Prone (stomach) sleeping is something that we as parents were always deeply uncomfortable with. During the prenatal period, we had made numerous trips to the hospital for standard checkups and medical ultrasound examinations. In all of the different waiting rooms we sat in, during all of these numerous prenatal appointments, we always saw this same sign, posted in each of the waiting rooms:

What this poster says, in English, is:

“Even if everything in this room looks perfect… a baby sleeping on her stomach runs a mortal risk. Do not make this mistake! Your baby should ALWAYS sleep on her back.”
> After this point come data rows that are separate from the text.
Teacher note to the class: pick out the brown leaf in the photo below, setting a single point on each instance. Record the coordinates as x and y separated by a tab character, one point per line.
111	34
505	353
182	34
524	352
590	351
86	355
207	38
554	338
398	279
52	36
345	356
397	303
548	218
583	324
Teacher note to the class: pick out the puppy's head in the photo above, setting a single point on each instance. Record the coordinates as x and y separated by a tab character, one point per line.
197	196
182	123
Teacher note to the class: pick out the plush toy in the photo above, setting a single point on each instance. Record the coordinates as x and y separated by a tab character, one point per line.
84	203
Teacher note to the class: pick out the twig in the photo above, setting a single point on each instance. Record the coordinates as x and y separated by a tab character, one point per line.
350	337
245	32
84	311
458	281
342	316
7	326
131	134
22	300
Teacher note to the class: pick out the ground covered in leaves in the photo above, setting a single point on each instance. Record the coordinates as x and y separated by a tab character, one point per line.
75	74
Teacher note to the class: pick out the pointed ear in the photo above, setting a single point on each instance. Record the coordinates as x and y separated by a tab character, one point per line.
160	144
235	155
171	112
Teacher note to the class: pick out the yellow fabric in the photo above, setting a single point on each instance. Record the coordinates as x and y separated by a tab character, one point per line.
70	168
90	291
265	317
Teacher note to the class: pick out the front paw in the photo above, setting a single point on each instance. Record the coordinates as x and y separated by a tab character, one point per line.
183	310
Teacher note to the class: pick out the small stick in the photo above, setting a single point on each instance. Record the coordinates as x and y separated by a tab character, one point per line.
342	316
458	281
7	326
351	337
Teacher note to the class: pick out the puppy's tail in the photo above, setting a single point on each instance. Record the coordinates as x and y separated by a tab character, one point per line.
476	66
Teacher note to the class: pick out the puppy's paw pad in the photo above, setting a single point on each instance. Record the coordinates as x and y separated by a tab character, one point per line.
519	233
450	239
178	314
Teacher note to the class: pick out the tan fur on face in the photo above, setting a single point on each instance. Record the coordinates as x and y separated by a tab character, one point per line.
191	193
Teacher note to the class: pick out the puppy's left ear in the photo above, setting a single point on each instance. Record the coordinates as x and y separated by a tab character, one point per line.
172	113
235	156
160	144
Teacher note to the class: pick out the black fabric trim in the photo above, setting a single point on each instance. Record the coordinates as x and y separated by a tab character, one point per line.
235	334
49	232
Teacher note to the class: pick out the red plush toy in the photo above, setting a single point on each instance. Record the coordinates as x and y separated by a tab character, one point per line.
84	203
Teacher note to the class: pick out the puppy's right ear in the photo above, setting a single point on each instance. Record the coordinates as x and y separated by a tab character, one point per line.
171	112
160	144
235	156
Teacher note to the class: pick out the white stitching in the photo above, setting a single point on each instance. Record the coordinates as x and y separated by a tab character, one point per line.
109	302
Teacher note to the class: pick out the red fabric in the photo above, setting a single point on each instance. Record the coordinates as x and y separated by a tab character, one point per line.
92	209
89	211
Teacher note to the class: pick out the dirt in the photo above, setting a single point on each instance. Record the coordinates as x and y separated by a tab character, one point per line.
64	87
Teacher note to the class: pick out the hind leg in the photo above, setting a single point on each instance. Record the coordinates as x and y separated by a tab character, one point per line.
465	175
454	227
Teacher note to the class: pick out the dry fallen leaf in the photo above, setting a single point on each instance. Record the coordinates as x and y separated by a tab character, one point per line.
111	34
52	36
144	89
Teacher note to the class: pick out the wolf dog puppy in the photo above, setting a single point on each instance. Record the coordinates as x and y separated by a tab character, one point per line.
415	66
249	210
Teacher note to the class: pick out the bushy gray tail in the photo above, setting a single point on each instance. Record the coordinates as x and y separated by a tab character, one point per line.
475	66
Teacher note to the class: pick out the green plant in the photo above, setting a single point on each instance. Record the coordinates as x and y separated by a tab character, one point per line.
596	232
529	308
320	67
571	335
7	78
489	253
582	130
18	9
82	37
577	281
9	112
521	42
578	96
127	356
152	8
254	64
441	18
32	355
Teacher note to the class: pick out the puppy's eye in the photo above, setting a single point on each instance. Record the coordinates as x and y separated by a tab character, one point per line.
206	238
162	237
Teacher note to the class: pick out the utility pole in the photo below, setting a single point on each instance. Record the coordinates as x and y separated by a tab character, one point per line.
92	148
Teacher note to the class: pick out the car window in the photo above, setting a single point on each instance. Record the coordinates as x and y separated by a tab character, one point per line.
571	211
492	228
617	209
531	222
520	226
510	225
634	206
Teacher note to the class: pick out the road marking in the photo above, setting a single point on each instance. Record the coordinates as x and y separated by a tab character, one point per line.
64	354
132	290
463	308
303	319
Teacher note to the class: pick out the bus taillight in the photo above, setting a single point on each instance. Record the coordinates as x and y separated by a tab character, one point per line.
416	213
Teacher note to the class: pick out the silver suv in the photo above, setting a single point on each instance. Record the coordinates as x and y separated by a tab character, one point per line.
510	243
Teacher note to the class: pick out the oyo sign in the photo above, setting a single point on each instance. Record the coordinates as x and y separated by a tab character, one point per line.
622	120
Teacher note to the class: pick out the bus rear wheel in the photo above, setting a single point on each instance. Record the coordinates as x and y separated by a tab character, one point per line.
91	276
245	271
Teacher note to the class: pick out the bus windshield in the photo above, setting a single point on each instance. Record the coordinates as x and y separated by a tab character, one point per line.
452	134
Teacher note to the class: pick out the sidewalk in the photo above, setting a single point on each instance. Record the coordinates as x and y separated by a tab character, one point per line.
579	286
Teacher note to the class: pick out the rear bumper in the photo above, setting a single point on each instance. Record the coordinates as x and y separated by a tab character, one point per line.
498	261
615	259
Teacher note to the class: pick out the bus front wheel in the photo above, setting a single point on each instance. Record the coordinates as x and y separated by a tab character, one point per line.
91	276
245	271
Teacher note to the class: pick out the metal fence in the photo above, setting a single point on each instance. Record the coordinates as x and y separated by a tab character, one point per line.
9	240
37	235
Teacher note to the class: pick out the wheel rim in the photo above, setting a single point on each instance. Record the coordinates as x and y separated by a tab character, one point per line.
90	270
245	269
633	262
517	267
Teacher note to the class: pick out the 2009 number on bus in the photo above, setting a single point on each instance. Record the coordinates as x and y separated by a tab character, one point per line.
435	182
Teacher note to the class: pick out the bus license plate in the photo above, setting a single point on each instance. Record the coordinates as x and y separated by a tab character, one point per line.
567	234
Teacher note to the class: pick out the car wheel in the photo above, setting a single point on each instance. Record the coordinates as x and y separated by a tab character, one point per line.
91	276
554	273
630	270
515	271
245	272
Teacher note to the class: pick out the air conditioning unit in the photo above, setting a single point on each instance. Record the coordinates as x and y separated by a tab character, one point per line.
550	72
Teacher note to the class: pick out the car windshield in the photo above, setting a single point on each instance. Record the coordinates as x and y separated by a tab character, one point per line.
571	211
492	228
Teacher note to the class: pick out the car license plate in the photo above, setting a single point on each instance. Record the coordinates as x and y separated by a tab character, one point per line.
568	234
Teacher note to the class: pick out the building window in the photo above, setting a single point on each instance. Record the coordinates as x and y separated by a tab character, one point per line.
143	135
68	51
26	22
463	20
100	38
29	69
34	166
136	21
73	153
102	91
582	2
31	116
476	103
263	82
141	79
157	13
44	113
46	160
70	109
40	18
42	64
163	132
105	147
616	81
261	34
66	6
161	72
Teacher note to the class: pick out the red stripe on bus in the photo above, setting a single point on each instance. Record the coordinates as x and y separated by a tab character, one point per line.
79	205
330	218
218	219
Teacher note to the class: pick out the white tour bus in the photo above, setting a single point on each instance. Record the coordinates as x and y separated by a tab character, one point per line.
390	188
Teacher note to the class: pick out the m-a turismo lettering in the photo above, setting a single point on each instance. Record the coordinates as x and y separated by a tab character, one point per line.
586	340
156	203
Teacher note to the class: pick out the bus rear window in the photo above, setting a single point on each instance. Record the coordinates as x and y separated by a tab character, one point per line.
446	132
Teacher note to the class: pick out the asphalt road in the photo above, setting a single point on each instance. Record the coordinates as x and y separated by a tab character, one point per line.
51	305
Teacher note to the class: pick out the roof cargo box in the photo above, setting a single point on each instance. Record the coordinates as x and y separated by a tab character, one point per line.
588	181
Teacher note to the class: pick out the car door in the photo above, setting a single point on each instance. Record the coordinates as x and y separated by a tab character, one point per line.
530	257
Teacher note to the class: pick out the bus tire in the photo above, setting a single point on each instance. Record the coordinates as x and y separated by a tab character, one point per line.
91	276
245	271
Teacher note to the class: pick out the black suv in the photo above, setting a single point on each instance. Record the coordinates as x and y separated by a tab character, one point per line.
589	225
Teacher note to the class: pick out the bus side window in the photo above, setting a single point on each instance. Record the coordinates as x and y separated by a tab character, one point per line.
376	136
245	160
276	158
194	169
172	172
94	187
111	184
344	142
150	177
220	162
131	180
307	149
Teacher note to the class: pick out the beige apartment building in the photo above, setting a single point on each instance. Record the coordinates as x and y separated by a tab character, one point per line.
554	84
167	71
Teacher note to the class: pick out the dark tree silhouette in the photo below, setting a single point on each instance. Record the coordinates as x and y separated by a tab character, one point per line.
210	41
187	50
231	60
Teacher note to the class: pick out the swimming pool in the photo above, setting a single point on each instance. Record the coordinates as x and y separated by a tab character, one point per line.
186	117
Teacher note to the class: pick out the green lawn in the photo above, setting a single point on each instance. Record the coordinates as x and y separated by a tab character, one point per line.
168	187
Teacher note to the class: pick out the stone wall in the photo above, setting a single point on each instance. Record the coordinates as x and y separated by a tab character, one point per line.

Having seen these posters, and having heard about Sudden Infant Death Syndrome (“SIDS”), we as parents were highly uncomfortable with the idea of our child Lysiane sleeping on her stomach. We read medical studies which made it very clear that prone (stomach) sleeping substantially increases the risk of SIDS, anywhere from five times, to as much as 13 times [R G Carpenter, L M Irgens, et. al. Sudden unexplained infant death in 20 regions in Europe: case control study. The Lancet 2004: 363: 185-191, showing that prone sleeping increased the risk of SIDS 13 times; Table 2, “Prevalence of multivariately significant potential risk factors for SIDS in cases and controls”, indicates that the Risk factor, “Prone vs supine”, produced a Multivariate OR (95% CI) of 13·1 (8·51–20·2)].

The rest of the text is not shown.